Dream interpretation
Skilled craftsmen of our future, dreams are fundamental to our lives. They give a new depth and dimension to what we have learned, by reorganizing the information we have collected when we are awake.

"Make your life a dream and your dream a reality," wrote Saint Exupéry.

From dreams to reality, the mental to the physical, this is the most amazing journey, the mastery of thought.
Neuro Linguistic Programming, in its approach to human behaviour and the psyche, is based on a pragmatic collection of different theories and schools of thought.
A crossroads of psychology, neuroscience, anthropology, cybernetics and artificial intelligence, where dreams play a predominant role.
To guide our dreams, shaping them through our own inner journeys and the intensity of our thoughts, seems to be possible. This can be achieved after specific training, for example using relaxation techniques with an emphasis based on a dream while one is awake.

The search for the "key to our dreams" is not a new one.

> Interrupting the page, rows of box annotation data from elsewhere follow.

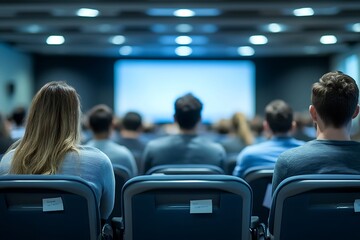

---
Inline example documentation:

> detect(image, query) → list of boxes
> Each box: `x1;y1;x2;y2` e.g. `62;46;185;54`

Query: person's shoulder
279;141;316;159
76;145;109;159
240;140;271;155
146;135;175;147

Egyptians, Greeks, Romans, and many other civilizations, felt that human dreams act in the role of mediators and that they carry essential data, which in turn led them to try to decipher their secret code. 

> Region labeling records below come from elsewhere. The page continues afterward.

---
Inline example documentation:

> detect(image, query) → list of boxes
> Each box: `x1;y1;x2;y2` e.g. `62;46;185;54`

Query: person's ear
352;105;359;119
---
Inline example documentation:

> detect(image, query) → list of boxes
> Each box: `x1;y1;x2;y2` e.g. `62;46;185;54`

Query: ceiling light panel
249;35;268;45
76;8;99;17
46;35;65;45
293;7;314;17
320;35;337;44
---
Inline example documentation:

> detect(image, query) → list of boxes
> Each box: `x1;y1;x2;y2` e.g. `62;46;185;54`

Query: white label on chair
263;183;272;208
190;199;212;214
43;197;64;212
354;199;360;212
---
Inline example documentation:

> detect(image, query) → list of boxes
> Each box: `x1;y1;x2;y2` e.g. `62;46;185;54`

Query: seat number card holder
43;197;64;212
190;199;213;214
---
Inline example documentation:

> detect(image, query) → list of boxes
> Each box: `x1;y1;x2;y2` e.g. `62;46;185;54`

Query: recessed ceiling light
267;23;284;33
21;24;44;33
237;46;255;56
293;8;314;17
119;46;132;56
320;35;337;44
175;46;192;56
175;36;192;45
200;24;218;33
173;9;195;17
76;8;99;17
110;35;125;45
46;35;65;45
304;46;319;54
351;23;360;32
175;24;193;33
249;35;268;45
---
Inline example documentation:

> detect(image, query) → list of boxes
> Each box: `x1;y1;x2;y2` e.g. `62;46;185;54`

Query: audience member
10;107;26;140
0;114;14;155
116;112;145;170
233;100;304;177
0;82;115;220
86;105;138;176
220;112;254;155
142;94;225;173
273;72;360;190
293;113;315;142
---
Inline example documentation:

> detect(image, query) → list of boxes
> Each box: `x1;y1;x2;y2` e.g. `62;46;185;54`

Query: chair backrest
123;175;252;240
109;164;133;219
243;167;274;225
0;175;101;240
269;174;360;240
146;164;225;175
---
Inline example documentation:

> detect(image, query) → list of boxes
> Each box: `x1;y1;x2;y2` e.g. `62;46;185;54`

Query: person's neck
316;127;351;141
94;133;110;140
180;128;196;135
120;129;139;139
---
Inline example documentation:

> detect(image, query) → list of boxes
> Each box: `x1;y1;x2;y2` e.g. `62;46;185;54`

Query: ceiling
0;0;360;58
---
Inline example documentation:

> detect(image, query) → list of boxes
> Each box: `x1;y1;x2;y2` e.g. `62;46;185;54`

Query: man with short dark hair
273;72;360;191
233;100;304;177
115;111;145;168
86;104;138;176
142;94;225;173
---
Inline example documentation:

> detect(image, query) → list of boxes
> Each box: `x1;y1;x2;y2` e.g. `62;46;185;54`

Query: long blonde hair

Modern science has not broken the tradition of dream studies. Its findings have revealed that the ancients had a correct intuition about the importance of dreams in the life of mankind.

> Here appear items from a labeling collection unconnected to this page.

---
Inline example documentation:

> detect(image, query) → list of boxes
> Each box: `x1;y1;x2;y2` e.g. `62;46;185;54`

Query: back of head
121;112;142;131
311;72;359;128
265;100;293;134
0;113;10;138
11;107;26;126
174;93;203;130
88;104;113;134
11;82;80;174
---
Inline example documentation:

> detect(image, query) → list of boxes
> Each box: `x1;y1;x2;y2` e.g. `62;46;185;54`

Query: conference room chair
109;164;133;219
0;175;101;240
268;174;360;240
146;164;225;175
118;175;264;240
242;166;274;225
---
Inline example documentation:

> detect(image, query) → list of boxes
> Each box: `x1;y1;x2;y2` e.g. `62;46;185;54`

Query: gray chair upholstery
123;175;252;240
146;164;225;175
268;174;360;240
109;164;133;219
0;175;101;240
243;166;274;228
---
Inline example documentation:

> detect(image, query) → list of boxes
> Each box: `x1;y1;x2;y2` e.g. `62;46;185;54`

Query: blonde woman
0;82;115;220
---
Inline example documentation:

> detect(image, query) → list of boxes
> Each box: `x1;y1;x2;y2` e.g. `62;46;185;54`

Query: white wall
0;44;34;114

Around 1900, Sigmund Freud inaugurated a new approach to human psychology, the study of irrational phenomena, including the analysis of dreams.
Dreams occupy a key position between the subconscious phenomena that operate in our minds, in our attitudes, on our behaviour and regarding the knowledge that we have.
The art of divining by dreams, or oneiromancy, which pre-date astrology, is probably the oldest method of divination used by man.
Plato considered dreams as a way to "combine the heavens with the earth" while Aristotle saw the effects of a higher and divine order. Hippocrates and Galen believed in the significance of dreams and took them into account in their medical prescriptions.
The belief in the divine origin of dreams is a universal belief. Archaeological findings prove that the Egyptians of the Xth dynasty already believed that a dream could reveal the future.

Dreams are another life that accompany us for the whole of our lives. They never leave us, from the moment of birth, right until death.
They are our second life, which is tantamount to having a double life. Quantitatively, in seventy years, we will have spent twenty-three years sleeping and five years dreaming. M-A Descamps.